13 Ik zal mijn net over hem uitgooien en hij zal in mijn strik gevangen worden. Ik zal hem naar Babel brengen, het land van de Chaldeeën, maar hij zal dat land niet kunnen zien; daar zal hij sterven.
14 Allen die tot zijn gevolg behoren, zijn keurbenden en al zijn troepen, zal Ik naar alle windstreken verstrooien en met het zwaard achtervolgen.
15 Zij zullen weten dat Ik Jahwe ben, wanneer Ik hen onder de volken verspreid en over de landen verstrooi.
16 Maar een klein aantal mannen onder hen zal Ik laten ontkomen aan honger en pest, opdat ze al hun gruweldaden kunnen verhalen onder de volken in wier gebied ze komen, en die zullen erkennen dat Ik Jahwe ben.
17 Het woord van Jahwe werd tot mij gericht:
18 Mensenkind, sidder als ge uw brood eet, beef van angst als ge uw water drinkt,
19 en zeg tot de bevolking van het land: Zo spreekt Jahwe de Heer tot de inwoners van Jeruzalem, tot heel het land van Israël: Hun brood zullen ze eten vol angst en hun water drinken met ontzetting.

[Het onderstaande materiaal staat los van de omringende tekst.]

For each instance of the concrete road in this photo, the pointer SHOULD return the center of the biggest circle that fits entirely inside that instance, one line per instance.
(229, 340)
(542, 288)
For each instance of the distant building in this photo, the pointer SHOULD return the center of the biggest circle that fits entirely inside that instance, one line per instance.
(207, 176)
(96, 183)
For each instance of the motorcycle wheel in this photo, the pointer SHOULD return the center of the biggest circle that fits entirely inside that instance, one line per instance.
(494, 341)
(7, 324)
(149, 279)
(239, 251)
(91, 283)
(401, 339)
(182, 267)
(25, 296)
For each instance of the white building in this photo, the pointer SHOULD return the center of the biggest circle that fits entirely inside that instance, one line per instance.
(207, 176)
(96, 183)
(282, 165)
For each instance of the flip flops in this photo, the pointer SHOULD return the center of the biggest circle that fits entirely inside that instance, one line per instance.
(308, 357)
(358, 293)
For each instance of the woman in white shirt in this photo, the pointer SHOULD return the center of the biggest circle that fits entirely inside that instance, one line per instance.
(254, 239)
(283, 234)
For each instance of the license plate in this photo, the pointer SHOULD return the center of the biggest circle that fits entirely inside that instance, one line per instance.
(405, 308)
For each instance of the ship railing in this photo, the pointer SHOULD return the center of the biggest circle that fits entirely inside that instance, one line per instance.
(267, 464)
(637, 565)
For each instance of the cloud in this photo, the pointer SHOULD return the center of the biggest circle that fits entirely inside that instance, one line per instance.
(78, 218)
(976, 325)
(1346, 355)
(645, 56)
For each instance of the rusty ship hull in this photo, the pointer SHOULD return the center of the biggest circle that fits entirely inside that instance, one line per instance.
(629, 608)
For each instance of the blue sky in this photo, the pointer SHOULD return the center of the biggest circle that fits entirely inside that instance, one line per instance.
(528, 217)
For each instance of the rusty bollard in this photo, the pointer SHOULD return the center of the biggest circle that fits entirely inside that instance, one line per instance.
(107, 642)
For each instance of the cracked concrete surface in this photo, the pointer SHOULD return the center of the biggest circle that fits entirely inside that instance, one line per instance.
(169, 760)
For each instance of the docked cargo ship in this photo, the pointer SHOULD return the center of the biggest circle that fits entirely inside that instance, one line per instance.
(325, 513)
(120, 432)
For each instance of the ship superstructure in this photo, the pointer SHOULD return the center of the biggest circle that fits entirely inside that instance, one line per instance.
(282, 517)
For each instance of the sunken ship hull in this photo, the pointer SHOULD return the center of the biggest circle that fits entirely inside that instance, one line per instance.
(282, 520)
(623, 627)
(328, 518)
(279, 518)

Dit doe Ik om hun land van alles te beroven en er een woestenij van te maken, vanwege de gruweldaden van zijn bewoners.
20 De bewoonde steden zullen in puin liggen en het land zal een woestenij worden, en ge zult erkennen dat Ik Jahwe ben.
21 Het woord van Jahwe werd tot mij gericht:
22 Mensenkind, wat is dat voor een gezegde bij u in Israël: De tijd verstrijkt en geen enkel visioen komt uit?
23 Zeg daarom tot hen: Zo spreekt Jahwe de Heer: Ik zal aan dat gezegde een eind maken; men zal het in Israël niet meer gebruiken. Zeg daarentegen tot hen: De tijd is nabij en daarmee de vervulling van elk visioen.
24 Want er zal geen loos visioen of misleidende waarzegging meer voorkomen onder het volk van Israël.
25 Want Ik, Jahwe, zal spreken en al wat Ik zeg zal zonder uitstel in vervulling gaan. Nog in uw dagen, weerspannig volk, zal Ik ten uitvoer brengen wat Ik gezegd heb, luidt de godsspraak van Jahwe de Heer.
26 Het woord van Jahwe werd tot mij gericht:
27 Mensenkind! Het volk van Israël zegt: Dat visioen van hem heeft betrekking op een verre toekomst; hij profeteert voor verre tijden.
28 Zeg daarom tot hen: Zo spreekt Jahwe de Heer: Elk van mijn woorden zal zonder uitstel in vervulling gaan. Het woord dat Ik spreek zal in vervulling gaan, luidt de godsspraak van Jahwe de Heer.